Live projections for read models with Event Sourcing and CQRS

Written by Anton Stöckl | Nov 23, 2021 12:49:52 PM

Many articles about CQRS and Event Sourcing show the most heavyweight implementation of the query side (aka read models), without even mentioning a more lightweight alternative that can even come without the dreaded "problem" of eventual consistency.

Disclaimer: CQRS and Event Sourcing are orthogonal concepts. While typically an ES architecture needs CQRS for the query side, CQRS can be implemented without ES, even without Events, and even without separate data storage (e.g. DB tables or EventStores)!

What does the heavyweight "materialized view" implementation look like?

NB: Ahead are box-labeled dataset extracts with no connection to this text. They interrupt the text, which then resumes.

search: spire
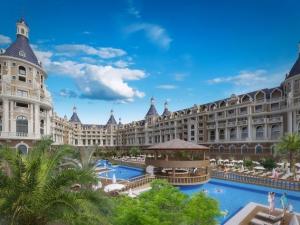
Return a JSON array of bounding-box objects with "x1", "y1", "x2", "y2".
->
[
  {"x1": 106, "y1": 110, "x2": 117, "y2": 125},
  {"x1": 162, "y1": 101, "x2": 171, "y2": 116},
  {"x1": 286, "y1": 42, "x2": 300, "y2": 79},
  {"x1": 17, "y1": 18, "x2": 29, "y2": 38},
  {"x1": 3, "y1": 19, "x2": 41, "y2": 67},
  {"x1": 69, "y1": 106, "x2": 81, "y2": 123},
  {"x1": 146, "y1": 97, "x2": 158, "y2": 117}
]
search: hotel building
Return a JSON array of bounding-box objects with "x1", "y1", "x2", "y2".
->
[{"x1": 0, "y1": 20, "x2": 300, "y2": 158}]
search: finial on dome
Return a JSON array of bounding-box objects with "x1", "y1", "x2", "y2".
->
[
  {"x1": 164, "y1": 101, "x2": 168, "y2": 109},
  {"x1": 150, "y1": 97, "x2": 154, "y2": 105},
  {"x1": 17, "y1": 18, "x2": 29, "y2": 38}
]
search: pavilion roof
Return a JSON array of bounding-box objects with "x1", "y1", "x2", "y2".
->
[{"x1": 147, "y1": 139, "x2": 208, "y2": 151}]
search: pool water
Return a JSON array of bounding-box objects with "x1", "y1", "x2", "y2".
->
[
  {"x1": 99, "y1": 165, "x2": 144, "y2": 180},
  {"x1": 179, "y1": 179, "x2": 300, "y2": 224}
]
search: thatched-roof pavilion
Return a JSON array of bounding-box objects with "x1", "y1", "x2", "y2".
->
[{"x1": 145, "y1": 139, "x2": 209, "y2": 185}]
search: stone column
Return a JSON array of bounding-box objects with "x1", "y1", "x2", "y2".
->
[
  {"x1": 2, "y1": 99, "x2": 9, "y2": 132},
  {"x1": 34, "y1": 103, "x2": 41, "y2": 138}
]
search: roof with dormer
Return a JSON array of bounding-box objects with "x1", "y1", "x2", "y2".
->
[
  {"x1": 286, "y1": 53, "x2": 300, "y2": 79},
  {"x1": 146, "y1": 104, "x2": 158, "y2": 117},
  {"x1": 69, "y1": 112, "x2": 81, "y2": 123},
  {"x1": 2, "y1": 18, "x2": 40, "y2": 66},
  {"x1": 106, "y1": 114, "x2": 117, "y2": 125},
  {"x1": 161, "y1": 108, "x2": 171, "y2": 116}
]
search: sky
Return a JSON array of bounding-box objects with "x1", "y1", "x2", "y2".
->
[{"x1": 0, "y1": 0, "x2": 300, "y2": 124}]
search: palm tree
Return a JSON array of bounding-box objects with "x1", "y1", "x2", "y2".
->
[
  {"x1": 275, "y1": 133, "x2": 300, "y2": 174},
  {"x1": 0, "y1": 140, "x2": 111, "y2": 225}
]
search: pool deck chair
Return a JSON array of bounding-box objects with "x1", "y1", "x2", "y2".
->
[
  {"x1": 256, "y1": 212, "x2": 284, "y2": 223},
  {"x1": 250, "y1": 218, "x2": 281, "y2": 225}
]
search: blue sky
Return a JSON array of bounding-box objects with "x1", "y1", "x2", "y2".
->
[{"x1": 0, "y1": 0, "x2": 300, "y2": 123}]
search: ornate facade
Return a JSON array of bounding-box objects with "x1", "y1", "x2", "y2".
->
[{"x1": 0, "y1": 20, "x2": 300, "y2": 158}]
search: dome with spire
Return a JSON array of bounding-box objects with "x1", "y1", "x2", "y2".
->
[
  {"x1": 69, "y1": 106, "x2": 81, "y2": 123},
  {"x1": 2, "y1": 18, "x2": 41, "y2": 66},
  {"x1": 161, "y1": 101, "x2": 171, "y2": 116},
  {"x1": 106, "y1": 110, "x2": 117, "y2": 125},
  {"x1": 286, "y1": 42, "x2": 300, "y2": 79},
  {"x1": 146, "y1": 97, "x2": 158, "y2": 117}
]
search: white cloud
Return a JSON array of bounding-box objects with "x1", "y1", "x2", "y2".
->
[
  {"x1": 156, "y1": 84, "x2": 177, "y2": 90},
  {"x1": 0, "y1": 34, "x2": 11, "y2": 45},
  {"x1": 128, "y1": 0, "x2": 141, "y2": 18},
  {"x1": 34, "y1": 46, "x2": 145, "y2": 102},
  {"x1": 208, "y1": 69, "x2": 284, "y2": 94},
  {"x1": 126, "y1": 23, "x2": 172, "y2": 49},
  {"x1": 174, "y1": 73, "x2": 187, "y2": 81},
  {"x1": 55, "y1": 44, "x2": 127, "y2": 59}
]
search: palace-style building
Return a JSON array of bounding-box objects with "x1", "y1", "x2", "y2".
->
[{"x1": 0, "y1": 19, "x2": 300, "y2": 158}]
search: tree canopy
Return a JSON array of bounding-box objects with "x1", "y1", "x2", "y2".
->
[
  {"x1": 0, "y1": 140, "x2": 111, "y2": 225},
  {"x1": 114, "y1": 180, "x2": 220, "y2": 225}
]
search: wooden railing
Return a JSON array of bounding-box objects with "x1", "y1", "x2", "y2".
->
[
  {"x1": 155, "y1": 174, "x2": 209, "y2": 185},
  {"x1": 211, "y1": 171, "x2": 300, "y2": 191},
  {"x1": 122, "y1": 175, "x2": 155, "y2": 191}
]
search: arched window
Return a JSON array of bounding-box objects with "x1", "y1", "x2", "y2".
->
[
  {"x1": 40, "y1": 120, "x2": 45, "y2": 135},
  {"x1": 17, "y1": 144, "x2": 28, "y2": 155},
  {"x1": 219, "y1": 129, "x2": 225, "y2": 140},
  {"x1": 229, "y1": 128, "x2": 236, "y2": 140},
  {"x1": 255, "y1": 145, "x2": 263, "y2": 154},
  {"x1": 219, "y1": 145, "x2": 225, "y2": 153},
  {"x1": 271, "y1": 145, "x2": 276, "y2": 155},
  {"x1": 241, "y1": 145, "x2": 249, "y2": 154},
  {"x1": 255, "y1": 126, "x2": 264, "y2": 140},
  {"x1": 241, "y1": 127, "x2": 248, "y2": 140},
  {"x1": 229, "y1": 145, "x2": 235, "y2": 154},
  {"x1": 19, "y1": 66, "x2": 26, "y2": 76},
  {"x1": 16, "y1": 116, "x2": 28, "y2": 136},
  {"x1": 19, "y1": 66, "x2": 26, "y2": 82},
  {"x1": 271, "y1": 124, "x2": 280, "y2": 140}
]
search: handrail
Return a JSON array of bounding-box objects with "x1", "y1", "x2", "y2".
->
[{"x1": 211, "y1": 171, "x2": 300, "y2": 191}]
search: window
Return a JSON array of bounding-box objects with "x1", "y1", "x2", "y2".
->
[
  {"x1": 16, "y1": 102, "x2": 28, "y2": 108},
  {"x1": 17, "y1": 144, "x2": 28, "y2": 155},
  {"x1": 241, "y1": 145, "x2": 249, "y2": 154},
  {"x1": 255, "y1": 145, "x2": 263, "y2": 154},
  {"x1": 40, "y1": 120, "x2": 45, "y2": 135},
  {"x1": 17, "y1": 90, "x2": 28, "y2": 97},
  {"x1": 19, "y1": 51, "x2": 26, "y2": 58},
  {"x1": 219, "y1": 145, "x2": 225, "y2": 153},
  {"x1": 229, "y1": 128, "x2": 236, "y2": 140},
  {"x1": 229, "y1": 145, "x2": 235, "y2": 154},
  {"x1": 19, "y1": 66, "x2": 26, "y2": 76},
  {"x1": 271, "y1": 124, "x2": 280, "y2": 140},
  {"x1": 219, "y1": 129, "x2": 225, "y2": 140},
  {"x1": 241, "y1": 127, "x2": 248, "y2": 140},
  {"x1": 256, "y1": 126, "x2": 264, "y2": 140},
  {"x1": 16, "y1": 116, "x2": 28, "y2": 136},
  {"x1": 209, "y1": 130, "x2": 216, "y2": 141}
]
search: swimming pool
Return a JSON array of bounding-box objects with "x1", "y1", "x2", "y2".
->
[
  {"x1": 97, "y1": 160, "x2": 144, "y2": 180},
  {"x1": 179, "y1": 179, "x2": 300, "y2": 224}
]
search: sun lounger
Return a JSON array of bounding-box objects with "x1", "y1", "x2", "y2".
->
[
  {"x1": 280, "y1": 173, "x2": 294, "y2": 180},
  {"x1": 250, "y1": 218, "x2": 281, "y2": 225},
  {"x1": 256, "y1": 212, "x2": 284, "y2": 223}
]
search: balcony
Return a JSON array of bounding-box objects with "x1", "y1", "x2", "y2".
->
[
  {"x1": 252, "y1": 118, "x2": 266, "y2": 124},
  {"x1": 268, "y1": 117, "x2": 283, "y2": 123},
  {"x1": 207, "y1": 124, "x2": 216, "y2": 129},
  {"x1": 237, "y1": 120, "x2": 248, "y2": 126},
  {"x1": 0, "y1": 132, "x2": 40, "y2": 139},
  {"x1": 227, "y1": 121, "x2": 236, "y2": 127}
]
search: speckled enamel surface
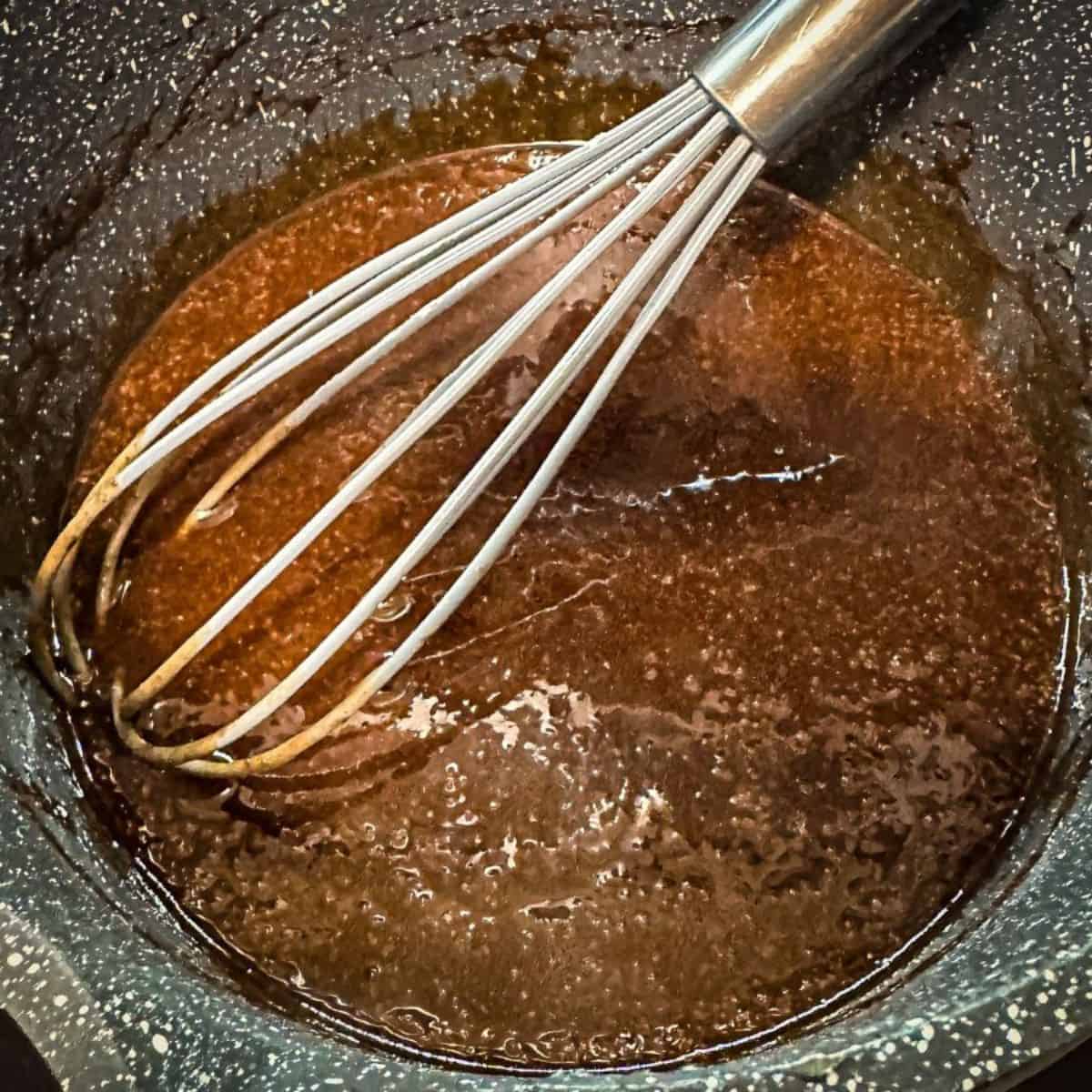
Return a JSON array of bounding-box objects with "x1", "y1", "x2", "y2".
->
[{"x1": 0, "y1": 0, "x2": 1092, "y2": 1092}]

There is a separate service with a separate database for the query side that hosts a read model (or many, I'll use the singular form further on)
The events that populate the read model are published from the event-sourced command side (write model), over a message broker like RabbitMQ or an event streaming platform like Kafka, and consumed by the read model
The event handlers of the read model then persist the changes described in the events into a persistent model (a materialized view) that is optimized for queries, i.e. it can serve queries very fast in a format that is optimized for the client, such as a JSON structure that is easy to consume

Now, this implementation undoubtedly has some selling points. Queries can be very fast and the write and read models are almost independent (only coupled by event contracts). But those advantages come at a price:

There is another service to implement and maintain (cost of ownership)
There might be another technology to maintain, e.g. if the Event Store of the events-sourced write model is done with PostgreSQL but the read model uses MongoDB
The deployment of the read and write model needs to be coordinated if changes on the write model also affect the read model
The dreaded "eventual consistency"

In reality, this is rarely an issue at all, given the projection of published events into the read model is fairly fast. Still, the whole process from storing events to updating the read models might take a while, even in the range of many seconds or longer. It is important that UI/UX is aware and is also designed with eventual consistency in mind.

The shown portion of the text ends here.